Which can be disabled if it makes sense for that app. What use case are you thinking of here?

> Why when I have my file manager view of a directory open do I need to open it again inside the application to save a file there?

You can drag a directory into the save dialog to jump to it (Windows gets this wrong), and the title heading of an open Finder window is itself draggable, you don't have to exit the directory if you already have it open.

Alternatively Opt-Cmd-C to copy current directory and then paste it into the save location dialog, or Cmd-Shift-G and paste in the location.

replies(1): >>42193329 #
3. mavhc ◴[] No.42193329[source]
True, MacOS is slightly better, still has raise on click, can't see a way to disable that.

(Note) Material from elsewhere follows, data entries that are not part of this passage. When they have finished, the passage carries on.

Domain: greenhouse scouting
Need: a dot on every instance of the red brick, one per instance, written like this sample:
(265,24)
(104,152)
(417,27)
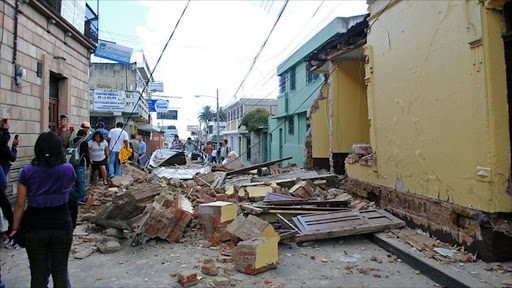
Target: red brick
(187,278)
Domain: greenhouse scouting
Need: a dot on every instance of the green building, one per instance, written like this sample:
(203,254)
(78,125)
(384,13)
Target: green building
(298,88)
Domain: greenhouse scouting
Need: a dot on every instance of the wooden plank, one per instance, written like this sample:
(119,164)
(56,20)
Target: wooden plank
(254,167)
(339,224)
(301,201)
(285,223)
(276,197)
(305,209)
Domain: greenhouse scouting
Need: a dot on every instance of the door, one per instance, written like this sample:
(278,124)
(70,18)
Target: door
(280,143)
(507,39)
(53,106)
(249,151)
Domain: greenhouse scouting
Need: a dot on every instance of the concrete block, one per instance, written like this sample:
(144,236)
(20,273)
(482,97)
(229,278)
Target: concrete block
(109,247)
(251,227)
(257,193)
(362,149)
(187,278)
(256,255)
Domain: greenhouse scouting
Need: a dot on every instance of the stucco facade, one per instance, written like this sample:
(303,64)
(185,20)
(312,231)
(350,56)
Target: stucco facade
(62,53)
(298,91)
(439,121)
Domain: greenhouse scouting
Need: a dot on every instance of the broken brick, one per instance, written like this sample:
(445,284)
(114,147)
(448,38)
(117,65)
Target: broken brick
(256,255)
(187,278)
(250,227)
(109,247)
(209,268)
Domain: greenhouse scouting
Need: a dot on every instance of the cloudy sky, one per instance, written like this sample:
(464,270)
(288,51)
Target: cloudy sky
(216,43)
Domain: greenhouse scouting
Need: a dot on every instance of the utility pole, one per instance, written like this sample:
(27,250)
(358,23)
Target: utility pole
(218,130)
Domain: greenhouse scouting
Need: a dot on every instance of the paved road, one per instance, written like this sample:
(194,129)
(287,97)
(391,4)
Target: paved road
(154,265)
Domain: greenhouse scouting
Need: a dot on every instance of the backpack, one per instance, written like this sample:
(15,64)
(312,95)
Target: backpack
(73,156)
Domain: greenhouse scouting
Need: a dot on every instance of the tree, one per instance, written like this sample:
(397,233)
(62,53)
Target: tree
(255,119)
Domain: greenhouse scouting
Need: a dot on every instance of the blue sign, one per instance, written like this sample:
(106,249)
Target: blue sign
(113,51)
(169,115)
(158,105)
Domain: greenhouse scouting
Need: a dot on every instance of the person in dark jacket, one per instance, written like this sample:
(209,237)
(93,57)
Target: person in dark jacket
(85,161)
(7,155)
(45,186)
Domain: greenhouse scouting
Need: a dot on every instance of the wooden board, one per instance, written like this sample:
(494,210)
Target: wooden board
(301,201)
(254,167)
(345,223)
(302,174)
(279,197)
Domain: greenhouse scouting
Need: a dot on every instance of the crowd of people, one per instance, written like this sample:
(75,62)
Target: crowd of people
(51,188)
(53,185)
(214,155)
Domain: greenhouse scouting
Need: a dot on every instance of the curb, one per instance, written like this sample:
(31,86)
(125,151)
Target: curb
(428,267)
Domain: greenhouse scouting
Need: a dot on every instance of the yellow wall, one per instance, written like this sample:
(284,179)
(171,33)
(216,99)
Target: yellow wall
(320,127)
(437,98)
(349,106)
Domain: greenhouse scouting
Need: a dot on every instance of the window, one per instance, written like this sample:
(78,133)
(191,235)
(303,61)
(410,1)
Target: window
(291,126)
(282,83)
(292,79)
(310,77)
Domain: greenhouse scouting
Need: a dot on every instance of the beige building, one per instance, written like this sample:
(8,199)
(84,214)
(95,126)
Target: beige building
(50,55)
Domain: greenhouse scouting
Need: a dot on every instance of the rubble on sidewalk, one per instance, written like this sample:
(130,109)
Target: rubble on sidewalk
(431,247)
(243,212)
(166,218)
(215,217)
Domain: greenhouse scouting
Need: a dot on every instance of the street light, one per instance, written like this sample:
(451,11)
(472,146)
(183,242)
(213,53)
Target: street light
(217,114)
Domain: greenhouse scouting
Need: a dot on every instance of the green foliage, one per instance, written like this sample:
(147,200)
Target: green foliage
(255,119)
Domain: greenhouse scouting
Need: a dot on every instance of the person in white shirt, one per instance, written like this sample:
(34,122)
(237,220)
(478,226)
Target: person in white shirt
(98,151)
(224,150)
(117,137)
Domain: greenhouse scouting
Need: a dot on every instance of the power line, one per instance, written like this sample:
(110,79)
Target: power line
(261,48)
(298,107)
(153,71)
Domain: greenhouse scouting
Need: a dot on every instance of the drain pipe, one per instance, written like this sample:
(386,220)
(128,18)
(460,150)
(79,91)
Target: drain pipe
(15,44)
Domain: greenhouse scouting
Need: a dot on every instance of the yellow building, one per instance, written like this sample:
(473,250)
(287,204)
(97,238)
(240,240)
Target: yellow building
(438,113)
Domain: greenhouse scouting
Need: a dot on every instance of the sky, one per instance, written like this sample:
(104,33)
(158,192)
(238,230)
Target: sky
(215,44)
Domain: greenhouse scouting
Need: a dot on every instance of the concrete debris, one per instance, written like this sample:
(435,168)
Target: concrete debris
(210,268)
(215,217)
(142,205)
(109,247)
(166,218)
(187,278)
(431,247)
(256,255)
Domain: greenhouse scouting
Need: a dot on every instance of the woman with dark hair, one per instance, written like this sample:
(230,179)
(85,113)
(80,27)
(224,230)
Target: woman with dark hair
(98,148)
(46,184)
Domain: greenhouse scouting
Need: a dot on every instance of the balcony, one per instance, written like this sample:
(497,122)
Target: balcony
(76,17)
(141,112)
(91,24)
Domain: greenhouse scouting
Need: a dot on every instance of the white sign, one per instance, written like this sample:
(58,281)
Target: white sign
(161,105)
(114,52)
(156,87)
(109,100)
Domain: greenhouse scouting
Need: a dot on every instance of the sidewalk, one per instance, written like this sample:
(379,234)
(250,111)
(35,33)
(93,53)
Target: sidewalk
(458,274)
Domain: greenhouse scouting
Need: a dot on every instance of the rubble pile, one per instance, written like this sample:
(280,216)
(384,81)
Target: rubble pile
(251,208)
(431,247)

My use case is I have 2 applications that I want to drag something between, and the windows overlap

Can you create a new document and then drag a proxy icon to the Finder on MacOS?

replies(1): >>42197079 #
4. tpmoney ◴[] No.42197079{3}[source]
> My use case is I have 2 applications that I want to drag something between, and the windows overlap

This should work for most use cases. If you can see the window for the target app even if you can’t see the drop destination, holding on that window briefly while dragging should raise it to the front (my testing says about 2 seconds). Alternatively (or if you can’t see the target window), the various expose gestures and buttons work during a drag operation. For example on a MacBook you can start dragging from one window, swipe up with your other fingers to reveal all applications or swipe down to reveal just the windows from the current app, and you can drag to the window for your target. From there you can hover on the target and expose will switch to the chosen window after a moment, or you can perform the opposite swipe action while hovering over your target window to raise it to the front.

As for the new document thing if you mean to save a document for the first time by dragging it to a finder window, as far as I can tell you can’t do that. You can drag the finder window to the save dialog but not the other way around.